In light of these considerations, the cement-containing components of the project were revisited in collaboration with Italcementi.

The main objective was to calculate how many emissions attributable to the concrete structure could be cut if the raw material came from more innovative processing.

The lift shafts, ground floor structures and foundations were redesigned according to this criterion. Each characteristic strength of the concrete was coupled with its emissive contribution in order to understand whether and how, as the cross-section varies, the CO2 production may also vary. The design ideas were divided into different scenarios, from which data was then extrapolated to optimize the best mode.
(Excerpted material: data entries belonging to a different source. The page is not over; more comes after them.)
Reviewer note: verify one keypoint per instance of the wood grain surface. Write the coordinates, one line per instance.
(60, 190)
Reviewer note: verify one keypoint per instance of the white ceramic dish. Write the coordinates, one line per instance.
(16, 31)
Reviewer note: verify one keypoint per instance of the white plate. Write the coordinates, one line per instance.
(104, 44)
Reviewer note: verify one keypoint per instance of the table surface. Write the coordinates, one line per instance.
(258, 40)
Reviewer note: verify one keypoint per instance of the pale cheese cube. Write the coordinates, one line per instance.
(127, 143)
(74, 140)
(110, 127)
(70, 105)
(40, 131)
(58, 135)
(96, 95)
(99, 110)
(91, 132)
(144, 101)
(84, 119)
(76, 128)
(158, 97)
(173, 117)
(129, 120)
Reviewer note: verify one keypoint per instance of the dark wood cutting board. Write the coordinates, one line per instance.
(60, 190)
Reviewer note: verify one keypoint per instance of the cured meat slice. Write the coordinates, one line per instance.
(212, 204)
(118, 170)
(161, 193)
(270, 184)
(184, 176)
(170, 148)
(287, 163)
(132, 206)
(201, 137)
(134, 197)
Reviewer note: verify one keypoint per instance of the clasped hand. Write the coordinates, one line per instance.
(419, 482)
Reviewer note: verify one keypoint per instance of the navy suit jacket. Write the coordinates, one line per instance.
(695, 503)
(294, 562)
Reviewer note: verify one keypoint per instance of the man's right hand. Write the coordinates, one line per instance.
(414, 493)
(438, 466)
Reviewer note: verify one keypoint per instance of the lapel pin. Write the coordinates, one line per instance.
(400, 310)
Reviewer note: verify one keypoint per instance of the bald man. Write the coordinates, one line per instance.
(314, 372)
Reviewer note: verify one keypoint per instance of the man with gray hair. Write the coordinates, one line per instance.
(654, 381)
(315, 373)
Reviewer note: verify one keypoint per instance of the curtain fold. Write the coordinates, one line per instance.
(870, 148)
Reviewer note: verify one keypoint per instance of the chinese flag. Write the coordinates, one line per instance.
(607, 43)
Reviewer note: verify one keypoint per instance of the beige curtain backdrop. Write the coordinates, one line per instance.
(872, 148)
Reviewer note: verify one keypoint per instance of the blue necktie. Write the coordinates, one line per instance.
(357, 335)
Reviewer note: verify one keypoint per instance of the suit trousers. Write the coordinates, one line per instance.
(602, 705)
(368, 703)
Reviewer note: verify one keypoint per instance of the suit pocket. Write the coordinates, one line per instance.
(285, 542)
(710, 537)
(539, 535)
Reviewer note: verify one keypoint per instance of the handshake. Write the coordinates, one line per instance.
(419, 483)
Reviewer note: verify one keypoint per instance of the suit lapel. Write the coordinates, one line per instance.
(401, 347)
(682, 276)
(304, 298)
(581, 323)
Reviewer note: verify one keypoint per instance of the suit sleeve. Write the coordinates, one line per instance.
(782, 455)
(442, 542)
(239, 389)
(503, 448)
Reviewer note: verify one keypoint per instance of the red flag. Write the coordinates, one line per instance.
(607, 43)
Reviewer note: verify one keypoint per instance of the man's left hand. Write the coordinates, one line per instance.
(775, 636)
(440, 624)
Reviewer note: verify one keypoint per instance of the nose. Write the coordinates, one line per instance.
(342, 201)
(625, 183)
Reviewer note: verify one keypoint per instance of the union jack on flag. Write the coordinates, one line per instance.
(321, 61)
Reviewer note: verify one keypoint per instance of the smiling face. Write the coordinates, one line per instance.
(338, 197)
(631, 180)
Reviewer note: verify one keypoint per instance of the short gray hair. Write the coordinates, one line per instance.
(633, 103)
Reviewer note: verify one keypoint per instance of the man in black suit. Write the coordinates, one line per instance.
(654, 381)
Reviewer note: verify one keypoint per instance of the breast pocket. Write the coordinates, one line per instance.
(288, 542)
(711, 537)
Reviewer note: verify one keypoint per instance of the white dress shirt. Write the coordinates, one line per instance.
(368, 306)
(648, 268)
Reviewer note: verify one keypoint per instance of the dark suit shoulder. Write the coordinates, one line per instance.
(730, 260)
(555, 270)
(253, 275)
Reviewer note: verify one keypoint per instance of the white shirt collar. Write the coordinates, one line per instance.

Again, the final choice was directed towards a hybrid option: a maximum characteristic resistance was not chosen, because although the quantity of CO2 emitted was greatly reduced, the construction costs would have increased, making it unaffordable. The project was rethought with structures that respect the ... characteristic resistance and integrate the emission reduction technologies related to the production of Portland cement, the material used as a binder in the concrete mix, proposed by Italcementi. The implementation of the ECO Low Carbon range in the structures described above has resulted in a reduction of approximately 65.4% of CO2 at a cost increase of approximately 2%.